I tried to ignore him, but it was difficult.

“Do you plan on leaving it there?”

He meant the tools I'd been working on my bicycle with. After checking in the mirror to see if my eyes were still red, I headed downstairs again. When I got outside there was a taxi driver standing in front of the house scratching his crotch.

“Go up and tell you mother it's time to go,” said my father. “Have you even said good-bye? You forgot, didn't you? Go on upstairs! Go!”

He hustled me up the stairs. I was pissed. But unfortunately my father was right. I'd completely forgotten about the whole thing with my mother. I'd known for the past few days, but somehow in all the excitement I'd forgotten. My mother had to go off again to rehab for a month.

She was sitting in a fur coat in front of the mirror in their bedroom, and she was tanked. There wouldn't be anything available at rehab, after all. I helped her up and carried her suitcase down. My father carried the suitcase to the taxi, and the taxi had barely pulled away before he called her — as if he was terribly worried about her. But that wasn't the case, as soon would be clear. My mother hadn't been gone for half an hour before my father came into my room with a clownishly somber face on, and in a clownishly somber voice said, “I'm your father. And we need to talk about something serious. Something that won't be pleasant for you or for me.”

It was the same face he put on a few years earlier when he said he needed to talk to me about sex. It was the same face he put on when he told me that because of some sort of cat allergy, we had to put not only our cats but also my turtle and the two rabbits I kept in the garden to sleep. That was the face he looked at me with now.

“I just found out I have a business meeting,” he said, as if he himself was baffled by the whole thing. He grimaced for extra effect. He babbled on a bit more, but the upshot was simple. He was going to leave me alone for fourteen days.

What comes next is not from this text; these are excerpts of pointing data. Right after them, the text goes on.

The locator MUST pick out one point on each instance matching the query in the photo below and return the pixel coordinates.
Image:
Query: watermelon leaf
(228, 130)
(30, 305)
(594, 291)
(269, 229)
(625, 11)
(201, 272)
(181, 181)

I made a face meant to signal that I needed to put in some very serious thought about whether I'd be able to handle such a tragic situation. Could I handle it? Fourteen days all alone in a cruel air-conditioned world consisting only of swimming in our pool, eating delivery pizzas, and watching videos projected on the wall? Yes, I nodded sorrowfully, I could give it a try, and yes, I'd probably survive somehow.

His furrowed brow and downward-turned mouth relaxed a little. I guess I overdid it.

“And don't you dare get yourself into any stupid shit! Don't think you can misbehave. I'm going to leave two hundred Euros — it's already downstairs on the table, and if there's any problem, call me immediately.”